Hell
- 1956 Chapman & Hall Reissue
- Author: Henri Barbusse
- Original title: L'Enfer
- Language: French
- Published: 1908
- Published in English: 1918

= Hell (Barbusse novel) =

Hell (L'Enfer) is Henri Barbusse's second novel, written in 1908, in which the unnamed narrator spies on his fellow house guests through a peephole in his wall.

==Plot summary==
The narrator, unmarried and friendless, books a room in a Paris boarding house. By chance he finds a hole in his wall, through which he can see the adjoining room and its inhabitants. From the other side, he witnesses lesbianism, adultery, incest, thievery, vicious proselytizing and death, musing to the reader on the philosophical implications of the events he witnesses.

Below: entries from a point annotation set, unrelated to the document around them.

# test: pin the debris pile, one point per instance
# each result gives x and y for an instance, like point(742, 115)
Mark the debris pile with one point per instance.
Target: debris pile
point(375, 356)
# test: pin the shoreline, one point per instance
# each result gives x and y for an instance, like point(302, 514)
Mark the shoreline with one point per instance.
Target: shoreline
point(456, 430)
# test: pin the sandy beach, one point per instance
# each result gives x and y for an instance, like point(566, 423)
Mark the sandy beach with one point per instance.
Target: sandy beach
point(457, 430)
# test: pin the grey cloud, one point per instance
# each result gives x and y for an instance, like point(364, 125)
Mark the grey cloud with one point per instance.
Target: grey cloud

His voyeurism eventually convinces him to quit his room and find a fulfilling life of his own, but as he attempts to leave he is crippled with backache and blindness.

==Literary criticism==
Hell was notably popular and widely discussed in France, selling more than a hundred thousand copies in 1917 alone.
Colin Wilson gave considerable attention to Barbusse's novel in his influential work The Outsider.

==English translations==
L'Enfer has been translated into English several times, first as The Inferno by Edward J. O'Brien for Boni and Liveright in 1918 in a heavily abridged form, then again as The Inferno by John Rodker for Joiner & Steele in 1932, and then in full as Hell by Robert Baldick for Chapman and Hall in 1966 – later reissued by Turtle Point Press in 1995.